Looking over the list of 24 managers in Cooperstown, it is comprised of names like Connie Mack, John McGraw and Casey Stengel — in short, legends.  Currently, there are four enshrined managers who did their best work in the era of Mauch, Murtaugh, Herzog and Martin: Walt Alston, Sparky Anderson, Earl Weaver, and Dick Williams.   The first three seem like logical choices, near institutions as managers in their respective cities, each winners of multiple World Series.  On the other hand, Williams strikes me as someone who just happened onto a great situation with the powerhouse Oakland Athletics of the early 1970s.  He’s probably still more qualified than any of the four new candidates to be in the Hall.

The feeling here is that Herzog will probably be enshrined.  He made a couple of World Series as manager of the St. Louis Cardinals back in the ’80s.  Moreover, the Veteran’s Committee is made up of former players and tends to be soft on likable, establishment-friendly candidates.  Late, great Los Angeles Times columnist Jim Murray probably put it best, in a 1978 column: “To get into the Baseball Writers’ wing of the Hall of Fame, you better be Babe Ruth.  Or better.  To get in the veterans’ wing, all you have to be is a crony.” And Herzog is a baseball man if there ever was one.  He even titled his autobiography You’re Missing a Great Game (I’m titling mine Ask Me a World Series Winner From Any Year. I say this all the time to people that I meet, even at job interviews.)

Now granted, if there were a Hall of Fame for legendary characters of the sport, Martin would be a first ballot inductee.  But the Hall is about results, first and foremost, and Martin managed too many different teams and was always good, but never great.  Like Williams, he did his best work for another hugely talented team — the New York Yankees of the late ’70s — that probably could have been managed by just about anyone.  And Martin had too abrasive of a personality to make an attractive Veteran’s Committee pick.  Something doesn’t feel quite right here.
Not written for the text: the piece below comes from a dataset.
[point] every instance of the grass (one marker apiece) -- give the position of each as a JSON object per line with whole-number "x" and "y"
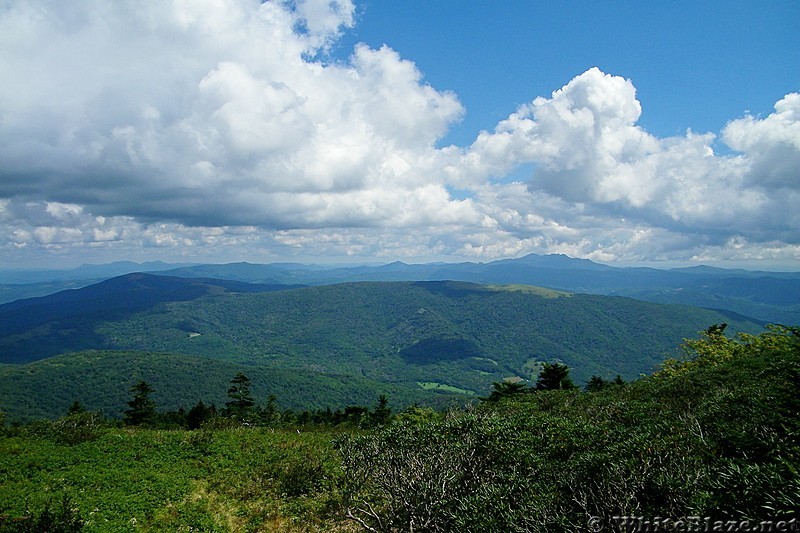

It will be interesting to see who makes the Hall of Fame out of the current crop of managers.  My money is on Joe Torre, Tony LaRussa, and Bobby Cox.  Lou Piniella  could be a Veteran’s Committee pick, as could the retired Tom Kelly, though even that seems a slight stretch.  On the other hand, there are a number of Mauchs and Murtaughs managing today.  They are the Bruce  Bochys, Dusty Bakers and Bud Blacks of the sport.  Competent? Likable? Long-tenured?  Yes.  Future Hall of Famers?  Probably not.  They could probably feature prominently in some kind of B-Level Hall of Fame but that’s fodder for another post entirely.

Coach McGwire

Yesterday came the news that Mark McGwire will be joining the St. Louis Cardinals as their new hitting coach.  Much of the news centered around ongoing – and very probable – speculation that McGwire used performance enhancing drugs during his career.  But hey, as Big Mac would say to Congress, I’m not here to talk about the past.  That’s because I was more struck by a different aspect of this story.  What interested me is that McGwire is yet another great hitter gone on to coach. Based on what I know of baseball history, more times than not, this doesn’t seem to work out.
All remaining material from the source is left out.